About 40 percent of the 10,047 applications filed by this year's deadline were for students who had not previously used a taxpayer-funded voucher to attend a private school. The total number of applications was up by about 2,150 from last year.
About 3,500 applications were filed in the first year of the Educational Choice Scholarship Program and 7,900 for this school year. But not everyone who applies is deemed eligible, and not everyone who is awarded a voucher uses it. This year, 6,760 students are using the aid.
Interest from private and parochial schools also is on the rise. Next school year, 49 want to accept EdChoice students, compared with 15 the first year and 33 this year. "I think we've had really wonderful success the past couple of years for the schools that have been in the program," said Lucia McQuaide, superintendent of Columbus' Catholic schools. Some Diocese of Columbus schools were slower to get on board, adopting a "wait-and-see" approach, McQuaide said. But many schools had open seats and were glad to be able to fill them with voucher students.
Cincinnati schools led the state in the number of applications for the third straight year, but the Columbus school district has the most schools with voucher-eligible students, at 56.
For the coming school year, Columbus students filed 1,897 applications for vouchers, up about 500 from this year. Cincinnati, where 29 long-struggling schools were eligible for vouchers, had three more applications for the coming year than Columbus.
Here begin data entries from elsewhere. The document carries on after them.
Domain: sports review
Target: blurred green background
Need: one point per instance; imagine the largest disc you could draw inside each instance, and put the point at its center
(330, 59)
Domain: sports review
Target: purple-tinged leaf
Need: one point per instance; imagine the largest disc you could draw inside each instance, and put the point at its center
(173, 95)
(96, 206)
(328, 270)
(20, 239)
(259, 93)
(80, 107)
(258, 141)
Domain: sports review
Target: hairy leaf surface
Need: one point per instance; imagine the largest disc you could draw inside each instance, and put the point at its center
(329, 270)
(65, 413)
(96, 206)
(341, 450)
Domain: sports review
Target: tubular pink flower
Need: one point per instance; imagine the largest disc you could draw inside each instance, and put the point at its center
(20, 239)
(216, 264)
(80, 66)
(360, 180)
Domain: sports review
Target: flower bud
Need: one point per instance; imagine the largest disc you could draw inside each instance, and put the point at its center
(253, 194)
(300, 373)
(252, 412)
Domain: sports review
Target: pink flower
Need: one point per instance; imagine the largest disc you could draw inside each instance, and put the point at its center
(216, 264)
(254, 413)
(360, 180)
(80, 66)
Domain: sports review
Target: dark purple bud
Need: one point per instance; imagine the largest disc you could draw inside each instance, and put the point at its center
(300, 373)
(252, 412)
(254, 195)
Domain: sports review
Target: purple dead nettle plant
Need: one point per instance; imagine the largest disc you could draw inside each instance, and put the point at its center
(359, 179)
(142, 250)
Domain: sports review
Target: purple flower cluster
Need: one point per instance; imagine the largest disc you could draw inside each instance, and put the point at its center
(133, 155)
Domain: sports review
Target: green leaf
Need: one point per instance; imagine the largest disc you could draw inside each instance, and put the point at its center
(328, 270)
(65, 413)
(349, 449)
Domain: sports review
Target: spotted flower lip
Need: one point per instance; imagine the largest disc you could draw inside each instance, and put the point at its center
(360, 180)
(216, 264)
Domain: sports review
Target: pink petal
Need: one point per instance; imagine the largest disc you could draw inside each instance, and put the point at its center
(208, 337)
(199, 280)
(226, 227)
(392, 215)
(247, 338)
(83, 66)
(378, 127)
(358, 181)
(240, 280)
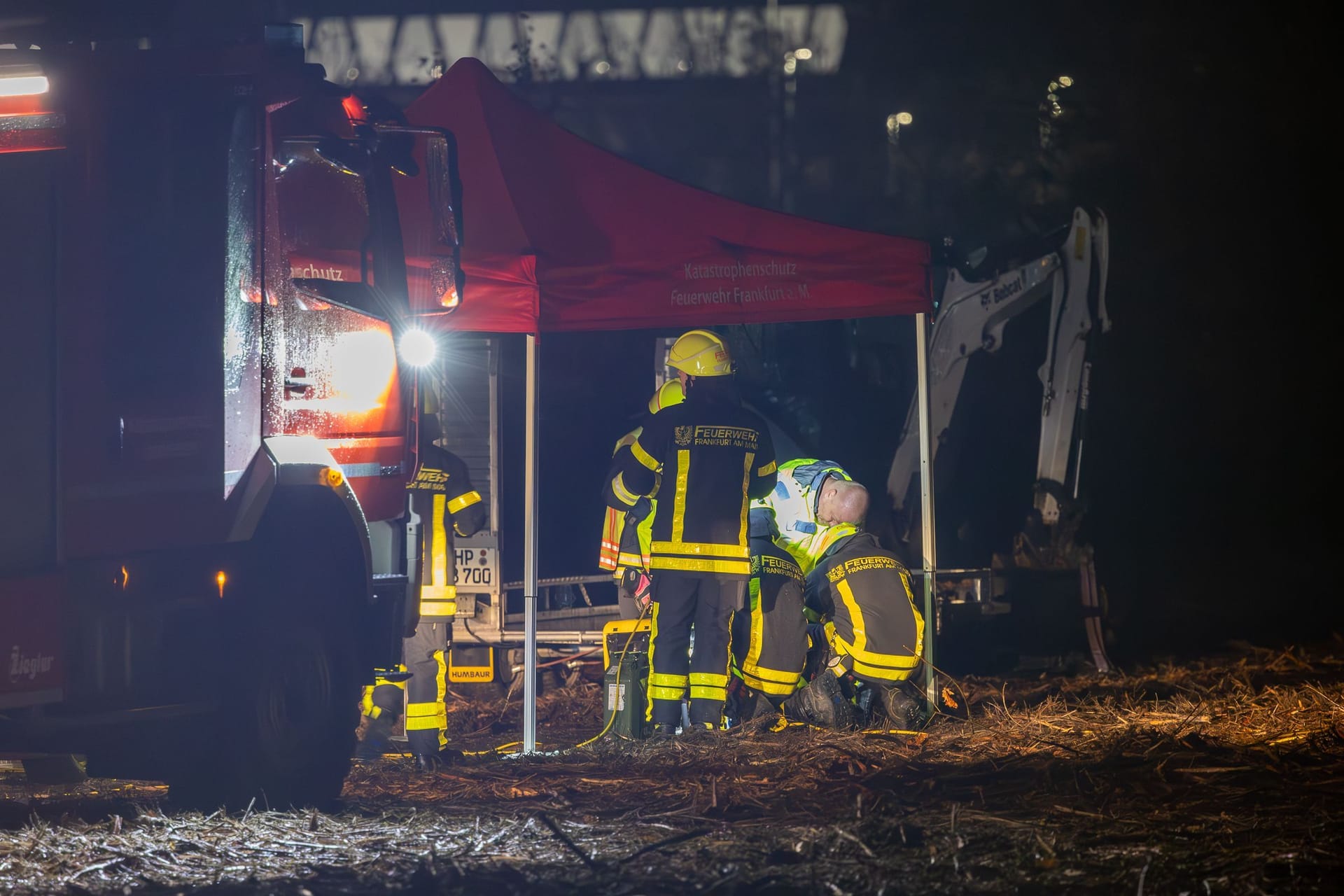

Columbus district spokesman Jeff Warner said, "We are seeing a slowdown in voucher interest, and I think to a great degree that's attributed to our improved academic performance as well as new facilities." The Columbus district achieved a C on the state report cards for last school year-- its highest rating ever.
Ohio has 14,000 available voucher slots. Some advocacy groups, such as School Choice Ohio, have worked in recent months to spread the word about the program, making phone calls to parents in schools that are struggling academically. The state education department doesn't do that because it doesn't get funding to do so.
"It's really not a goal of the department to have the program grow or to reach the 14,000 cap," said Kim Murnieks, executive director of the Center for School Options & Finance at the department. "We really are just interested in ensuring the program is being implemented according to the law and that private schools that are participating are in compliance with laws."
The state's Educational Choice Scholarship Program allows students to attend a private school using public money for tuition. Most of the participating private schools in the program, which is in its second year, are parochial.
How vouchers work:
Students apply to the private school they hope to attend. Schools that accept the student--using normal admission criteria--apply to the state for a voucher on the student's behalf.
Who can get vouchers:
As many as 14,000 vouchers are available. Students assigned to public schools that have been in academic emergency or academic watch for three consecutive years are eligible (some Columbus, Groveport Madison and South-Western schools were in that category this school year). This year, 6,760 students are using vouchers, up from 3,141 last school year.
What they're worth:
High-school students can get as much as $5,000. Younger students can use as much as $4,250.